Atmosphere Ocean Science Colloquium

Wave Effects in the Tropical Tropopause Layer

Speaker: Joan Alexander, NWRA

Location: Warren Weaver Hall 1302

Date: Wednesday, November 13, 2013, 3:30 p.m.


The tropical tropopause layer (TTL) is an entry-point for air entering the stratosphere from the troposphere. The global transport circulation moves air upwards through the TTL and lower stratosphere, then poleward where it descends and eventually returns to the troposphere. Temperatures in the TTL reach extremely cold values, and air entering the stratosphere is effectively freeze-dried, leading to very dry conditions throughout the stratosphere.
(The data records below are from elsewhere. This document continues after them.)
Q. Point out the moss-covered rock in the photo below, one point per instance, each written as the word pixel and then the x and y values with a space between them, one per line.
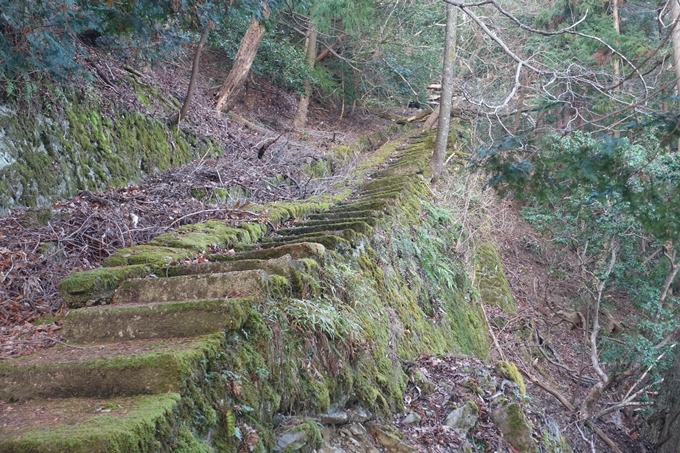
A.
pixel 122 425
pixel 97 286
pixel 72 145
pixel 491 280
pixel 509 371
pixel 512 423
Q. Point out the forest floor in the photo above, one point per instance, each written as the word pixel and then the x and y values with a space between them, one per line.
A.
pixel 84 230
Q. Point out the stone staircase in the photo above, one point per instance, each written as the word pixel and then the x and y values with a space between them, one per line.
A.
pixel 146 336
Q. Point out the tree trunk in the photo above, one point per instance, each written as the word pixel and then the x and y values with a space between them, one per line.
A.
pixel 300 119
pixel 617 28
pixel 439 154
pixel 178 117
pixel 663 428
pixel 675 13
pixel 247 50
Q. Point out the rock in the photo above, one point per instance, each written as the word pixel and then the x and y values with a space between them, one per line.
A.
pixel 298 436
pixel 516 431
pixel 509 371
pixel 334 418
pixel 358 414
pixel 389 439
pixel 411 418
pixel 357 429
pixel 291 441
pixel 464 418
pixel 467 448
pixel 353 438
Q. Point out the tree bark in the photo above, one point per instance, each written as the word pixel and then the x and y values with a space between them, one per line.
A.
pixel 177 118
pixel 663 428
pixel 439 154
pixel 247 50
pixel 300 119
pixel 675 13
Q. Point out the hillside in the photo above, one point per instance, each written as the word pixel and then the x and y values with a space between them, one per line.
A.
pixel 431 251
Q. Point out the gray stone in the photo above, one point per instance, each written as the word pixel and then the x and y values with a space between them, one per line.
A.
pixel 358 414
pixel 464 418
pixel 357 429
pixel 516 431
pixel 411 418
pixel 334 418
pixel 390 441
pixel 291 441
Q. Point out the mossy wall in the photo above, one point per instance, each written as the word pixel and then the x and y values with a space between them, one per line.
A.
pixel 70 144
pixel 338 328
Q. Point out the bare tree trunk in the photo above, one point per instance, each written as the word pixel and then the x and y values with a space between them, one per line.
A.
pixel 247 50
pixel 439 154
pixel 675 13
pixel 434 116
pixel 663 428
pixel 177 118
pixel 300 119
pixel 617 27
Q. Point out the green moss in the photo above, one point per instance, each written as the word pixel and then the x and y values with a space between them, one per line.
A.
pixel 493 285
pixel 74 146
pixel 508 370
pixel 136 425
pixel 97 286
pixel 152 255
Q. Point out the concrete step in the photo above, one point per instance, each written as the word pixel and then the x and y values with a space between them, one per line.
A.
pixel 284 266
pixel 141 367
pixel 358 226
pixel 298 251
pixel 191 287
pixel 330 215
pixel 88 425
pixel 108 324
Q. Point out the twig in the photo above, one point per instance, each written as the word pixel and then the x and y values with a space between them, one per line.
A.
pixel 570 407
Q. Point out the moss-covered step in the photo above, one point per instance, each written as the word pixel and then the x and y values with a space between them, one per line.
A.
pixel 375 195
pixel 358 226
pixel 83 425
pixel 107 324
pixel 138 424
pixel 329 215
pixel 97 286
pixel 200 236
pixel 340 241
pixel 191 287
pixel 151 255
pixel 284 266
pixel 372 205
pixel 370 220
pixel 140 367
pixel 298 251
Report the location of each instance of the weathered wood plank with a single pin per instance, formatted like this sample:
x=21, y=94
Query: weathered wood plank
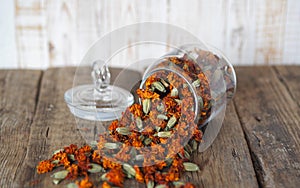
x=18, y=95
x=54, y=127
x=270, y=117
x=227, y=163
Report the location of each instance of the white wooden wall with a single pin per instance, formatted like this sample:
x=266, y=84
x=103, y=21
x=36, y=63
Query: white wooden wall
x=58, y=32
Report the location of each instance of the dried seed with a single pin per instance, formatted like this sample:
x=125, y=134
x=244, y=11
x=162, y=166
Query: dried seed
x=200, y=102
x=142, y=137
x=139, y=123
x=188, y=148
x=146, y=105
x=169, y=161
x=164, y=82
x=178, y=101
x=132, y=152
x=162, y=116
x=110, y=145
x=139, y=157
x=157, y=128
x=96, y=168
x=190, y=166
x=72, y=185
x=55, y=161
x=56, y=181
x=178, y=184
x=171, y=122
x=186, y=154
x=129, y=169
x=194, y=145
x=60, y=175
x=180, y=155
x=71, y=157
x=57, y=151
x=147, y=141
x=174, y=92
x=160, y=107
x=123, y=130
x=161, y=186
x=159, y=86
x=103, y=177
x=164, y=134
x=94, y=144
x=196, y=83
x=150, y=184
Despite small concentrations,decadal-scale changes in stratospheric water vapor have acted to significantly accelerate and slow the rates of global warming in recent decades, and the changes are believed tied to changes in the stratospheric transport circulation. However the mechanisms causing these changes remain illusive. Climate models predict a steady acceleration of the transport circulation as a response to greenhouse gas induced climate change, but such changes have not been observed to date. Our poor understanding of the processes controlling past variability in TTL temperatures and the stratospheric transport circulation results in a significant uncertainty in decadal-scale projection sof global warming. Using both observational analyses and theoretical and global dynamical models, we examine varied roles of tropical waves in driving temperature variability and variability in the transport circulation in the TTL.